The theme of isolation is prevalent in Sunnyville Stories. As I’ve explained before, Sunnyville is a very remote village surrounded by wilderness. There’s nothing but trees all over and there’s a feeling of being cut off from the outside world. Time seems to stand still in Sunnyville. However, it’s not just the locations in my work that are isolated. It’s the characters too.
Take Rusty. At the start of the series, he was isolated himself. He was new in town. He was also in a completely new environment that was radically different from where he used to live. Rusty went from living in a metropolis to a tiny village. This is largely based on some of my own experiences of moving from New York City to rural North Carolina many years ago. Besides being in a different place, he doesn’t know anyone. Things change of course once he befriends Samantha Macgregor. (See episode 1 of the series for more details, available for free to read here on the blog.)
It’s not just Sunnyville where this happens.

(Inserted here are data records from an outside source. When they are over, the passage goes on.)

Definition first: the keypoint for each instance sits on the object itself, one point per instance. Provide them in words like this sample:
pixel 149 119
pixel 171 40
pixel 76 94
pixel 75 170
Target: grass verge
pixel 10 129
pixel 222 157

I’ve also been working on a Gothic horror work Von Herling, Vampire Hunter. (Samples of that are available to read on my other blog.) That saga revolves around August Von Herling, a red fox and precocious youth who’s dedicated to battling the creatures of the night. Like with Sunnyville, the setting of the story is the mountains of Eastern Tennessee in a fictitious town called Ricthen (named after the character Rudolph Van Richten, from the tabletop role playing game Ravenloft). The town itself is surrounded by both forest and mountains, meant to resemble Transylvania. But there’s also a sense of physical isolation too. Von Herling is a stranger in a strange land. His way of talking is that of a person who is very precise and matter-of-fact. This, combined with a refined accent, immediately sets him apart from the Southerners inhabiting Richten. His dress too marks him as an outsider; Von Herling wears suits, resembling someone out of the late Victorian/Edwardian era. This also sets him apart and in the future, I was going to make that clear in the stories.
Some of the other works I’ve done before creating Sunnyville also reflect my theme of isolation. Perhaps it’s that I’ve always felt like an outsider. It’s turned out that even familiar places can start to feel isolating to me after some time.
Well, that’s it for now. I have to get back to work on my books.